Of course, for all too many other Christians globally, such restrictions will not be a novelty. In China, from where the plague has been exported, the authorities have been repressing Christians since the time of the Communist revolution under Mao. It is difficult to gather together for your Easter Sunday service, when the Government has just dynamited your church premises. There are plenty of other countries where visible expressions of Christian faith would be impossible, due to the nature of the oppressive regimes in place, and yet we know that the kind of life which flows out of the resurrection hope is impossible to repress. Iran is a good example here – one of the fastest-growing underground churches in the world, in a place where a public identification with Christ can cost you everything.
So, what does resurrection look like, under conditions of lockdown?
It turns out that our experiences in 2020 might just reflect what went on in 1st Century Palestine, at the time of that first Easter. We know from Josephus, the Jewish historian, that the Roman authorities governing Jerusalem increased their military force by 500% during the Passover, in order to keep all that bubbling nationalism under tight control. Entrance to the city was rigidly policed in order to exclude potential trouble-makers, and yet Jesus and his excited followers made it through the checkpoints. As did Christian friends, back in the late 1970s, when smuggling Bibles into East Berlin – having eschewed any attempt at subterfuge, and having loaded up their vehicles to the point where the suspension was at risk of failure. The same God oversees all.
Lockdown wasn’t much more effective when the authorities got their hands on Jesus
Lockdown wasn’t much more effective when the authorities got their hands on Jesus. The Roman Governor, Pilate, crows about the authority that he has over Jesus, who politely reminds him that the only reason he has that power is because it suits God’s purposes. Peter has a crisis of confidence in the High Priest’s courtyard, but goes on to become a fearless proponent of the truth of the resurrection, sealing the deal with his own life. The Jewish authorities attempt to censor the public message, posted at Jesus crucifixion, but are overruled by Pilate’s obstinance. And attempts to secure Jesus’ grave by means of military guard are equally fruitless, as is the subsequent plot to cover up the embarrassing fact of the empty tomb. Resurrection is like that.
Even the kind of self-imposed lockdown, the result of human weakness and uncertainty, is unequal to the task of suppressing something like the resurrection of Christ. Whilst those manly disciples, only a few days before bartering for positions of privilege, were cowering behind locked doors for fear of the authorities, it’s the women who have the bottle to visit the grave, and in the process discover that something remarkable has happened. In 1st Century Palestine, women had no legal status in a court of law – so the Gospel writers had to have complete confidence in the truth of their narrative, to make them the primary witnesses.
Social historians ... tell us about how this changed everything
And we could go on with this analysis.

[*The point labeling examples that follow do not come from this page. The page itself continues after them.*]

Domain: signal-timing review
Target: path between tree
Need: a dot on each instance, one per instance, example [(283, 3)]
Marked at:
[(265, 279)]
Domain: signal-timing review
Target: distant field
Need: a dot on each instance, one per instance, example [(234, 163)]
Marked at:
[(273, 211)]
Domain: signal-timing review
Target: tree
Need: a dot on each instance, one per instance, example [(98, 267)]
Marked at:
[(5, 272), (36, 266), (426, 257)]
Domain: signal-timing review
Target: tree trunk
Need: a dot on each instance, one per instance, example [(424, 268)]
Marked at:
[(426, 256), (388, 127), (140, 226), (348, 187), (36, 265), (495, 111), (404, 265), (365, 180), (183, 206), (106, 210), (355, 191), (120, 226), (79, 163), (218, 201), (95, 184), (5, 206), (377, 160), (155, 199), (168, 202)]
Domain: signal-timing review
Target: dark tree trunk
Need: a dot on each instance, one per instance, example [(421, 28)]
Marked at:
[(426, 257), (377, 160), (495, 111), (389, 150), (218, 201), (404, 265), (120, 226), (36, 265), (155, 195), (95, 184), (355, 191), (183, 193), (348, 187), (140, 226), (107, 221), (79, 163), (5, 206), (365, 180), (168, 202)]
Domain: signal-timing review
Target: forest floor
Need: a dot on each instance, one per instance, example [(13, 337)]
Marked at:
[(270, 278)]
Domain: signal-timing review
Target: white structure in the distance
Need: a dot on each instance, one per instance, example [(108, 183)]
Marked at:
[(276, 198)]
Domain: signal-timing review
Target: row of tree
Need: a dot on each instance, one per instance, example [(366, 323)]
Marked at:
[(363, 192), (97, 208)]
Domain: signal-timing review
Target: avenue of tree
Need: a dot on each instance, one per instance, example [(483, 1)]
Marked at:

The book of Acts, the early history of the embryonic Jesus movement, provides a consistent narrative of suppression by both Roman and Jewish authorities prior to AD70. The tactics they employed were not that different to what we see going on around the world in the 21st Century, and were just about as effective – for news about the resurrected Galilean spread like wildfire across the known world. Social historians like Rodney Stark tell us about how this changed everything: women accorded equal status with men; orphans cared for; infanticide a thing of the past; widows supported; plague victims nursed, rather than thrown into the streets…
the major hospitals at the epicentre of the outbreak were founded by Christian missionaries
Plague and resurrection. The two have been long intertwined. Whether or not Dr Li Wenliang, the early coronavirus victim and whistleblower in Wuhan was actually a Christian, it is a fact that the major hospitals at the epicentre of the outbreak were founded by Christian missionaries. It would be difficult to trace the origins of any healthcare system without discovering its Christian roots, for belief in Christ’s resurrection does not lead us to somehow denigrate the body and the value of each human life – that being more a feature of gnostic paganism. Indeed, the death and resurrection of Christ are what ultimately supply purpose and intrinsic value to each individual, for whom Christ died.
You can’t keep a game-changer like the resurrection of Christ down. This Easter, churches the world over will be discovering new ways of proclaiming old truths.